Modernisasi dan globalisasi telah mengubah pola hidup masyarakat, termasuk dalam pemenuhan kebutuhan kesehatan, dengan meningkatnya ketergantungan pada obat konvensional dibanding obat tradisional. Persepsi bahwa tanaman obat keluarga (TOGA) sudah ketinggalan zaman serta keterbatasan lahan akibat urbanisasi menyebabkan tradisi pengobatan alami semakin ditinggalkan, terutama di perkotaan seperti RT 61 Kelurahan Sepinggan Baru, Kota Balikpapan.
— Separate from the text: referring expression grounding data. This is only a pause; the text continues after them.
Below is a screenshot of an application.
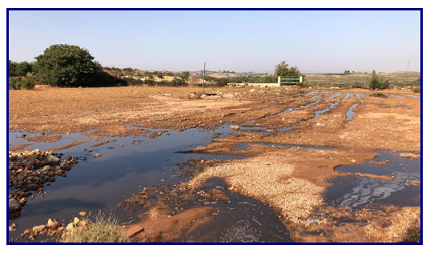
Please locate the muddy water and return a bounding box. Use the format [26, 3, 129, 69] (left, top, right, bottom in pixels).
[8, 125, 291, 242]
[179, 178, 290, 243]
[343, 93, 354, 101]
[232, 142, 330, 152]
[326, 92, 342, 99]
[346, 103, 359, 121]
[407, 94, 420, 99]
[323, 150, 420, 210]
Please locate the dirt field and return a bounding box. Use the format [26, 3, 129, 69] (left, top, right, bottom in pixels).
[9, 84, 421, 243]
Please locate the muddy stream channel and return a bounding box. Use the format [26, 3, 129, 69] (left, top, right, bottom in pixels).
[8, 92, 420, 243]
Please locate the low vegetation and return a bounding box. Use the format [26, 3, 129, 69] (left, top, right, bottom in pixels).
[367, 70, 388, 90]
[62, 211, 129, 243]
[9, 76, 35, 90]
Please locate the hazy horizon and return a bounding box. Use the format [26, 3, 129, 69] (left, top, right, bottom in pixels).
[9, 10, 421, 73]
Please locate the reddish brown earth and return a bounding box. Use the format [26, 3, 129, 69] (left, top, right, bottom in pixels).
[9, 85, 421, 242]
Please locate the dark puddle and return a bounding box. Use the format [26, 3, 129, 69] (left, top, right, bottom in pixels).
[323, 150, 420, 210]
[231, 142, 330, 152]
[343, 93, 354, 101]
[239, 126, 267, 131]
[314, 102, 339, 118]
[390, 94, 406, 99]
[346, 103, 359, 121]
[281, 100, 321, 114]
[312, 91, 329, 99]
[8, 125, 252, 241]
[304, 91, 318, 97]
[276, 121, 306, 133]
[326, 92, 342, 99]
[178, 178, 290, 243]
[407, 94, 420, 99]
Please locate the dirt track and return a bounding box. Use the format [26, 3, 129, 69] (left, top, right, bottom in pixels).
[9, 85, 421, 242]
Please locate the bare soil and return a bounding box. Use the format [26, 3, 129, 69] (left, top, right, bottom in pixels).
[9, 85, 421, 242]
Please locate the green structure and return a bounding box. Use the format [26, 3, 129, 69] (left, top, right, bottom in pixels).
[278, 76, 303, 86]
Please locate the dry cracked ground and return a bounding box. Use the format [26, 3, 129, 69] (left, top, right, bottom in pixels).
[9, 85, 421, 243]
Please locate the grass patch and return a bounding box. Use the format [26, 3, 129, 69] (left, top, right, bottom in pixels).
[372, 93, 388, 98]
[9, 76, 35, 90]
[62, 211, 130, 243]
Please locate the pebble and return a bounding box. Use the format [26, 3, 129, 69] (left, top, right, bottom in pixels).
[9, 223, 16, 232]
[32, 224, 46, 232]
[47, 218, 59, 229]
[79, 211, 87, 217]
[66, 223, 74, 231]
[73, 217, 80, 226]
[95, 153, 102, 157]
[9, 198, 21, 213]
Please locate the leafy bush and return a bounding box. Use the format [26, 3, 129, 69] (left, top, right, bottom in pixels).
[62, 211, 130, 243]
[372, 93, 387, 98]
[275, 61, 301, 77]
[35, 44, 99, 87]
[367, 70, 388, 90]
[9, 76, 35, 90]
[180, 71, 190, 80]
[144, 79, 155, 86]
[9, 60, 34, 77]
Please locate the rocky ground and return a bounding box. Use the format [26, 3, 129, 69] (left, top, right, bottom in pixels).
[9, 149, 81, 218]
[9, 85, 421, 243]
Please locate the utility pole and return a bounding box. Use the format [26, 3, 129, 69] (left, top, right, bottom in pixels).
[202, 62, 206, 93]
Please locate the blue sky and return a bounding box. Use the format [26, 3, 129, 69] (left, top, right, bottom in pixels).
[9, 10, 421, 73]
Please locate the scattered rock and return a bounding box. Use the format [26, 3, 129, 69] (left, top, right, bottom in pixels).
[32, 224, 46, 233]
[230, 125, 240, 131]
[79, 211, 87, 217]
[9, 223, 16, 232]
[66, 223, 74, 231]
[47, 219, 59, 229]
[9, 198, 21, 213]
[95, 153, 102, 157]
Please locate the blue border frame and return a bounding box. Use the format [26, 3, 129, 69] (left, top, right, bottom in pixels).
[6, 8, 423, 245]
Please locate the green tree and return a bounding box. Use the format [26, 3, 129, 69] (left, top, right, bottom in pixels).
[35, 44, 98, 87]
[275, 61, 290, 76]
[9, 60, 17, 77]
[275, 61, 301, 77]
[287, 66, 301, 76]
[180, 71, 190, 80]
[367, 70, 387, 90]
[15, 61, 32, 76]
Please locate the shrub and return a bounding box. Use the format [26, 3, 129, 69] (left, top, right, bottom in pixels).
[275, 61, 301, 77]
[9, 60, 34, 77]
[367, 70, 388, 90]
[35, 44, 99, 87]
[62, 211, 130, 243]
[413, 87, 420, 93]
[9, 76, 35, 90]
[143, 79, 155, 86]
[372, 93, 387, 98]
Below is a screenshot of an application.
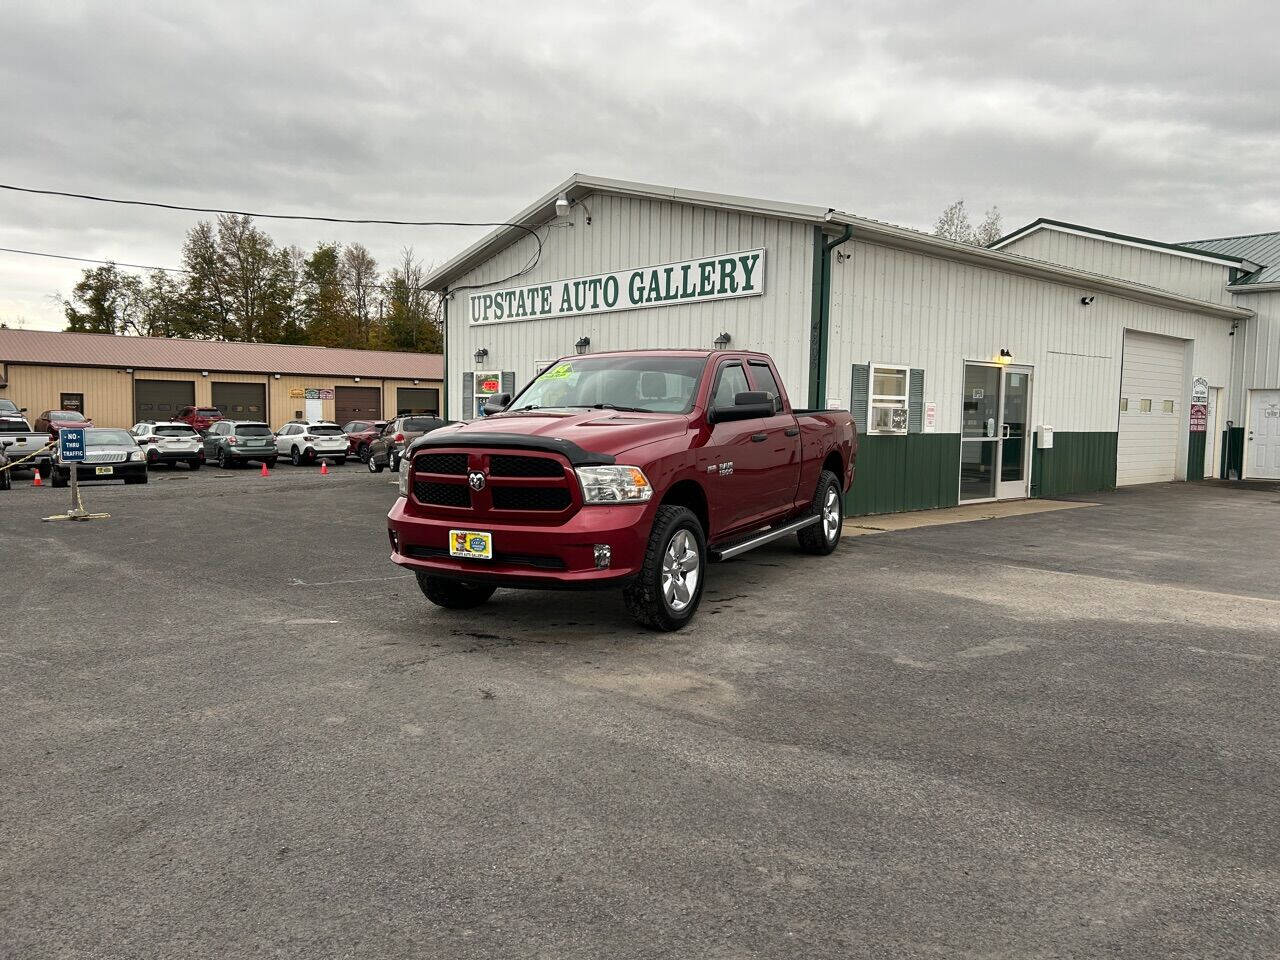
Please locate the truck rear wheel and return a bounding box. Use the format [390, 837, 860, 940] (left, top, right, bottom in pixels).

Padahal, Indonesia memiliki biodiversitas tinggi dengan banyak tanaman obat yang berpotensi dikembangkan sebagai "apotek hidup"; untuk meningkatkan akses terhadap obat alami, mengurangi ketergantungan pada obat kimia, dan mendorong gaya hidup sehat yang ramah lingkungan. Sejalan dengan konsep pembangunan berkelanjutan, kegiatan penanaman TOGA di RT 61 bertujuan untuk meningkatkan kesadaran dan pengetahuan masyarakat dalam memanfaatkan tanaman obat, serta memberdayakan mereka dalam pengelolaan TOGA secara mandiri guna menciptakan ketahanan kesehatan berbasis komunitas. Kegiatan ini mendapat sambutan hangat dari warga yang antusias mengikuti seluruh rangkaian acara, mulai dari penyuluhan hingga penanaman bibit TOGA di lingkungan sekitar.
Sebelum memulai kegiatan, dilakukan wawancara dengan pengurus RT 61 dan menghasilkan beberapa titik yang akan dijadikan kebun TOGA. Setelah itu, dilakukan survey bersama, dan pada akhirnya ditemukan lokasi yang sesuai. Kemudian, tim mencari bibit melalui upaya menjalin kerjasama dengan dinas tertentu dan juga menyediakan secara mandiri.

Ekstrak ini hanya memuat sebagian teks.